Onderzoekers hebben door middel van twee grootschalige langlopende onderzoeken een mogelijke link weten te leggen tussen luchtvervuiling en dementie. De twee onderzoeken werden gedaan in de Puget Sound regio (Verenigde Staten). De eerste studie begon eind jaren ‘70 en keek naar de luchtvervuiling in de regio, terwijl de andere begon in 1994 en gericht was op risicofactoren voor dementie. Onderzoekers van Washington University wisten de link te leggen tussen de twee studies.
Uit de onderzoeken kwam naar voren dat een kleine toename van fijnstof (PM2.5 oftewel deeltjes van 2,5 micrometer of kleiner) de kans op dementie verhoogde. Volgens de hoofdauteur van de studie kwam een toename van 1 microgram per kubieke meter blootstelling overeen met een 16% verhoogd risico op dementie.
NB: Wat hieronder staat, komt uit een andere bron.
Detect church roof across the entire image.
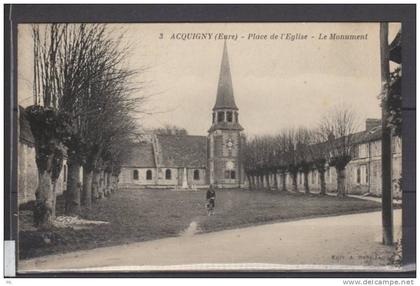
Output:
[156,135,207,168]
[19,106,35,146]
[389,30,401,64]
[208,122,244,132]
[213,42,238,110]
[124,142,156,168]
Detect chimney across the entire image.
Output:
[366,118,381,131]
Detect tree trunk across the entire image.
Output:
[246,175,252,190]
[33,169,53,228]
[292,173,299,192]
[303,172,311,194]
[92,171,100,201]
[336,168,346,198]
[273,172,279,191]
[51,180,57,218]
[82,168,93,209]
[66,159,81,215]
[105,172,111,196]
[265,173,271,191]
[318,170,327,196]
[281,173,287,192]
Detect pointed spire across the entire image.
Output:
[213,40,238,110]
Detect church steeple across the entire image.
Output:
[213,41,238,110]
[207,41,244,188]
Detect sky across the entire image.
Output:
[18,23,400,135]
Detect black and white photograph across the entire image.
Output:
[4,11,415,274]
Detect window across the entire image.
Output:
[165,169,172,180]
[217,111,225,122]
[63,165,67,182]
[226,111,233,122]
[225,170,236,179]
[146,170,152,180]
[365,166,369,184]
[194,170,200,180]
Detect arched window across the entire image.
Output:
[133,170,139,180]
[146,170,152,180]
[217,111,225,122]
[63,165,67,182]
[226,111,233,122]
[165,169,172,180]
[194,170,200,180]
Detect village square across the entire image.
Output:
[17,24,402,273]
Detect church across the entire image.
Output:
[119,42,245,189]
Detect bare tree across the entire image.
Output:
[319,106,356,197]
[309,130,329,195]
[25,24,71,228]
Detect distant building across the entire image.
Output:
[286,119,402,197]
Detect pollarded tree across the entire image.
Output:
[309,131,329,195]
[285,129,299,192]
[25,24,73,228]
[319,106,356,197]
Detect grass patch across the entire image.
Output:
[19,189,381,259]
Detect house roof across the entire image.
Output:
[352,125,382,144]
[19,106,35,145]
[208,122,244,132]
[213,42,238,110]
[124,142,156,168]
[156,135,207,168]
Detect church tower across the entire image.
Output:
[208,41,244,188]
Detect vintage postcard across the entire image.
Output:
[16,22,406,273]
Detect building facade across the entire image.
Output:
[119,42,245,188]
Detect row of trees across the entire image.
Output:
[25,24,144,227]
[243,106,356,197]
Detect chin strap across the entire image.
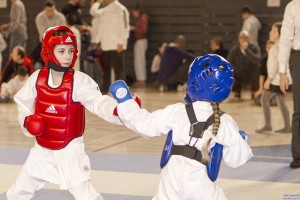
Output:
[47,62,72,72]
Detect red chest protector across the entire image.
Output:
[35,67,85,150]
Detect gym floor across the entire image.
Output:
[0,88,300,200]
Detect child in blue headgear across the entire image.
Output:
[110,54,253,200]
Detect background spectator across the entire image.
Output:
[210,37,228,58]
[0,0,28,52]
[151,42,168,81]
[254,40,277,105]
[0,46,34,84]
[227,31,260,101]
[0,33,7,72]
[61,0,88,32]
[31,0,66,69]
[35,0,66,42]
[256,22,292,133]
[130,4,149,87]
[158,35,196,91]
[0,67,28,103]
[90,0,130,93]
[240,5,261,48]
[278,0,300,168]
[66,14,81,71]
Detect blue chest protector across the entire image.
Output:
[160,105,249,181]
[160,104,223,181]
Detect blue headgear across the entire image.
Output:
[184,54,234,104]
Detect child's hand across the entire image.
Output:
[23,115,45,136]
[109,80,132,103]
[113,92,142,116]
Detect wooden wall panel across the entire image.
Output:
[0,0,290,81]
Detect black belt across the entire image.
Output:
[291,49,300,54]
[172,145,202,163]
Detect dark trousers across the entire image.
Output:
[101,51,125,93]
[164,63,190,86]
[232,67,259,97]
[290,51,300,163]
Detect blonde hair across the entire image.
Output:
[201,103,221,164]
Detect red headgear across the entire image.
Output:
[41,26,78,67]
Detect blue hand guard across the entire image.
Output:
[206,143,223,181]
[240,130,250,144]
[206,130,249,181]
[109,80,132,103]
[160,130,174,168]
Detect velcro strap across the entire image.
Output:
[185,104,224,138]
[172,145,202,163]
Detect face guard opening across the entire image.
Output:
[41,26,78,67]
[185,54,234,103]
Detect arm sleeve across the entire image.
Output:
[134,14,148,35]
[267,46,279,78]
[151,54,160,73]
[246,45,261,66]
[9,4,22,33]
[118,8,130,48]
[118,99,178,138]
[278,2,299,73]
[73,71,121,124]
[215,114,253,168]
[90,2,104,17]
[14,70,40,137]
[35,14,47,41]
[0,34,7,53]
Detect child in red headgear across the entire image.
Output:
[7,26,120,200]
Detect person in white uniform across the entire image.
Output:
[110,54,253,200]
[278,0,300,169]
[7,26,121,200]
[0,67,28,103]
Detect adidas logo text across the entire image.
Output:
[45,105,57,114]
[65,36,73,42]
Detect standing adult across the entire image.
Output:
[130,4,149,87]
[240,5,261,47]
[35,0,66,42]
[61,0,88,32]
[157,35,196,92]
[0,0,28,52]
[31,0,66,69]
[90,0,130,93]
[227,31,260,101]
[278,0,300,168]
[209,37,228,58]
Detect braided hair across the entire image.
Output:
[201,103,221,164]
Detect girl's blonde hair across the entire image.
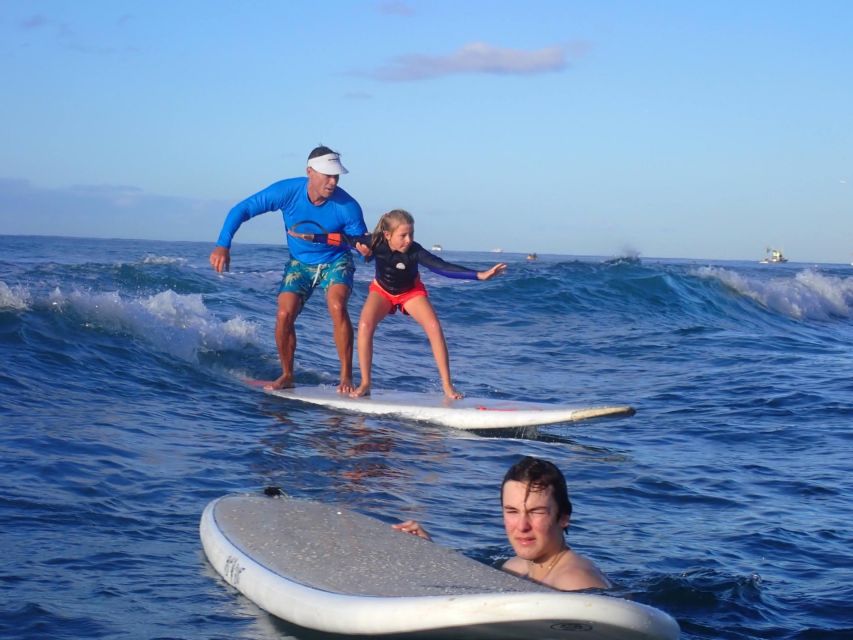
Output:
[370,209,415,249]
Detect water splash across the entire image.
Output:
[696,267,853,320]
[49,288,258,361]
[0,280,31,311]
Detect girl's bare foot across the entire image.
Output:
[349,383,370,398]
[444,386,465,400]
[264,374,296,390]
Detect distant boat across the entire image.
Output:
[760,247,788,264]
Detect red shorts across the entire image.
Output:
[368,277,427,315]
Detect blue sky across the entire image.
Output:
[0,0,853,263]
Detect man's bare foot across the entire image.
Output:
[264,374,296,391]
[349,384,370,398]
[444,387,465,400]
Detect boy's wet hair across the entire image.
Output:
[501,456,572,519]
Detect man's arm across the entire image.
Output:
[210,246,231,273]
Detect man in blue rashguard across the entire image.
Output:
[210,146,367,393]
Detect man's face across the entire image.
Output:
[502,480,569,562]
[308,167,340,200]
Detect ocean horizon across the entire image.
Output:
[0,235,853,640]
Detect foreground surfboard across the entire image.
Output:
[264,386,635,429]
[200,495,679,640]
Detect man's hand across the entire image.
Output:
[210,247,231,273]
[355,242,373,258]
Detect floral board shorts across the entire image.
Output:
[278,252,355,304]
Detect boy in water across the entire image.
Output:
[392,456,611,591]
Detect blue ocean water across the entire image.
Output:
[0,236,853,640]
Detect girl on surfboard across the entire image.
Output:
[288,209,506,400]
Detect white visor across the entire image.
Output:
[308,153,349,176]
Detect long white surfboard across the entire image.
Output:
[200,495,679,640]
[265,386,634,429]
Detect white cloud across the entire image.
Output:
[368,42,582,82]
[0,178,226,241]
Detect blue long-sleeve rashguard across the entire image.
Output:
[216,178,367,264]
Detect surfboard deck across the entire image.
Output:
[199,495,679,640]
[264,386,635,430]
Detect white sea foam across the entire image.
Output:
[697,267,853,320]
[0,280,31,311]
[50,289,258,360]
[142,253,187,266]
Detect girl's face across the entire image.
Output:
[383,224,415,252]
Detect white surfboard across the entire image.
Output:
[265,386,635,429]
[200,495,679,640]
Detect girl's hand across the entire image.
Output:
[477,262,506,280]
[391,520,432,542]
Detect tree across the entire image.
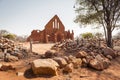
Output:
[95,32,103,39]
[0,30,9,37]
[3,33,16,40]
[75,0,120,47]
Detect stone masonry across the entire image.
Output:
[27,15,74,43]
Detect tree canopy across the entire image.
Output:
[75,0,120,47]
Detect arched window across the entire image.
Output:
[55,19,57,28]
[58,22,60,29]
[53,21,55,29]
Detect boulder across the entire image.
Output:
[72,58,82,68]
[0,64,15,71]
[103,47,116,58]
[16,72,24,76]
[76,51,87,58]
[53,57,67,68]
[89,55,110,70]
[63,63,73,73]
[113,46,120,51]
[4,54,18,62]
[31,59,59,76]
[45,50,55,58]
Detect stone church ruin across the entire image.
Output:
[27,15,74,43]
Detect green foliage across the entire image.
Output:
[75,0,120,47]
[95,32,103,39]
[81,32,94,39]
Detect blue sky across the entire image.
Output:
[0,0,95,36]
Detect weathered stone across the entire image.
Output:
[63,63,73,73]
[4,54,18,62]
[27,15,74,43]
[72,58,82,68]
[16,72,24,76]
[31,59,59,76]
[82,58,88,67]
[0,64,15,71]
[89,55,110,70]
[54,57,67,68]
[106,55,112,60]
[103,47,116,58]
[45,50,55,58]
[63,56,70,63]
[76,51,87,58]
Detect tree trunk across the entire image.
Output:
[107,28,113,48]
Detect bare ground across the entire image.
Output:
[0,43,120,80]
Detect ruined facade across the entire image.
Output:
[27,15,74,43]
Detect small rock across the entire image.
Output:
[31,59,58,76]
[45,50,55,58]
[0,64,15,71]
[63,63,73,73]
[103,47,116,58]
[53,57,67,68]
[76,51,87,58]
[16,72,24,76]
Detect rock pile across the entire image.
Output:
[0,38,28,62]
[52,40,117,70]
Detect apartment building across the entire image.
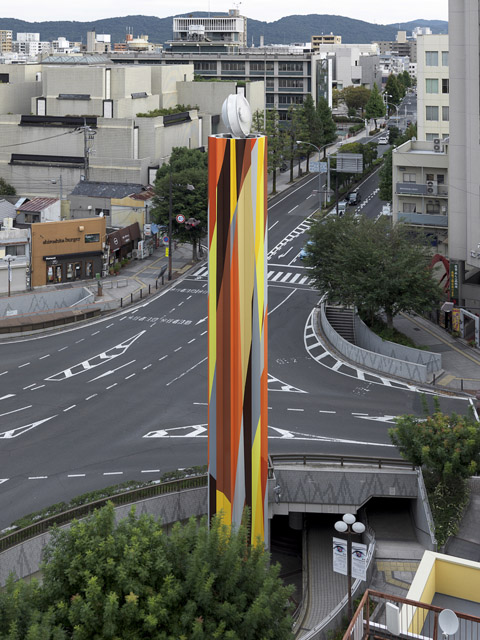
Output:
[417,35,450,140]
[448,0,480,308]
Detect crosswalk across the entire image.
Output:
[191,265,314,287]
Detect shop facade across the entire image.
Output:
[31,218,106,287]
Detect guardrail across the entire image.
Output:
[269,453,415,470]
[0,473,208,552]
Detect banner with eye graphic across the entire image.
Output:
[333,538,367,580]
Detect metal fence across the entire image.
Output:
[0,474,208,552]
[343,589,480,640]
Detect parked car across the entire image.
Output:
[348,191,362,205]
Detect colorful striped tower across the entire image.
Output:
[208,135,268,545]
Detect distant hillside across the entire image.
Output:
[0,11,448,46]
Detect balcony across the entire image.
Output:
[398,211,448,227]
[395,182,448,198]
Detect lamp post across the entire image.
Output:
[2,254,15,297]
[295,140,329,211]
[334,513,365,620]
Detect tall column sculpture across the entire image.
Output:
[208,94,268,545]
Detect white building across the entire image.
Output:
[417,35,450,140]
[448,0,480,314]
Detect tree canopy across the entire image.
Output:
[0,503,293,640]
[307,214,442,327]
[151,147,208,259]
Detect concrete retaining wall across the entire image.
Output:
[355,315,442,374]
[316,304,427,383]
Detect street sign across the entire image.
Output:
[336,153,363,173]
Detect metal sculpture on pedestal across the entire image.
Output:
[208,94,268,544]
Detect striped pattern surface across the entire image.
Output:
[208,136,268,544]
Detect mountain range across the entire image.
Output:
[0,11,448,46]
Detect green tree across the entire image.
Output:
[307,215,442,328]
[0,503,293,640]
[152,147,208,260]
[389,410,480,545]
[365,83,385,129]
[0,178,17,196]
[342,85,371,113]
[317,98,337,145]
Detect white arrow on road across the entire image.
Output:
[88,360,136,382]
[0,414,58,439]
[45,329,146,382]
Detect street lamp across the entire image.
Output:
[334,513,365,620]
[2,254,15,297]
[295,140,329,211]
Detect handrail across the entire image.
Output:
[0,474,208,552]
[270,453,416,470]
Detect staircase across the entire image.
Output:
[325,305,356,344]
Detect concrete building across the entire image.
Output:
[417,35,450,140]
[392,140,448,249]
[311,33,342,51]
[448,0,480,314]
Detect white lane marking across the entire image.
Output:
[268,289,296,315]
[0,414,57,440]
[88,360,136,382]
[165,356,208,387]
[0,404,33,418]
[45,329,146,382]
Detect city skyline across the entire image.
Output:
[2,0,448,24]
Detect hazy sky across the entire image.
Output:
[0,0,448,24]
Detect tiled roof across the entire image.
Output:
[70,180,144,198]
[17,198,58,212]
Het onderzoek keek naar meer dan 4000 bewoners van Seattle, die meededen aan de Adult Changes Thought (ACT)-studie, uitgevoerd door het Kaiser Permanente Washington Health Institute samen met Washington University. Van de 4000 deelnemers zijn er meer dan 1000 bij wie sinds 1994 dementie is vastgesteld.
Na vaststelling van dementie werd er gekeken naar de gemiddelde blootstelling aan vervuiling bij deze persoon tot het punt dat de dementie werd gediagnosticeerd. Er werd bij deze analyses rekening gehouden met de startdatum van de studie, aangezien de luchtvervuiling zeer is gedaald sinds het begin van het onderzoek.
Naast de data van blootstelling aan luchtvervuiling hadden de onderzoekers ook accurate adresgeschiedenis van de deelnemers tot hun beschikking. Hierdoor konden er betere inschattingen worden gemaakt over de blootstelling aan luchtvervuiling.
Dankzij het onderzoek wordt blootstelling aan luchtvervuiling nu gezien als een potentiële belangrijke oorzaak van dementie, naast dieet, genetica en beweging. De studie draagt bij aan het bewijs dat luchtvervuiling neurodegeneratieve gevolgen kan hebben en dat door deze vervuiling aan te pakken de kans op dementie verkleind kan worden.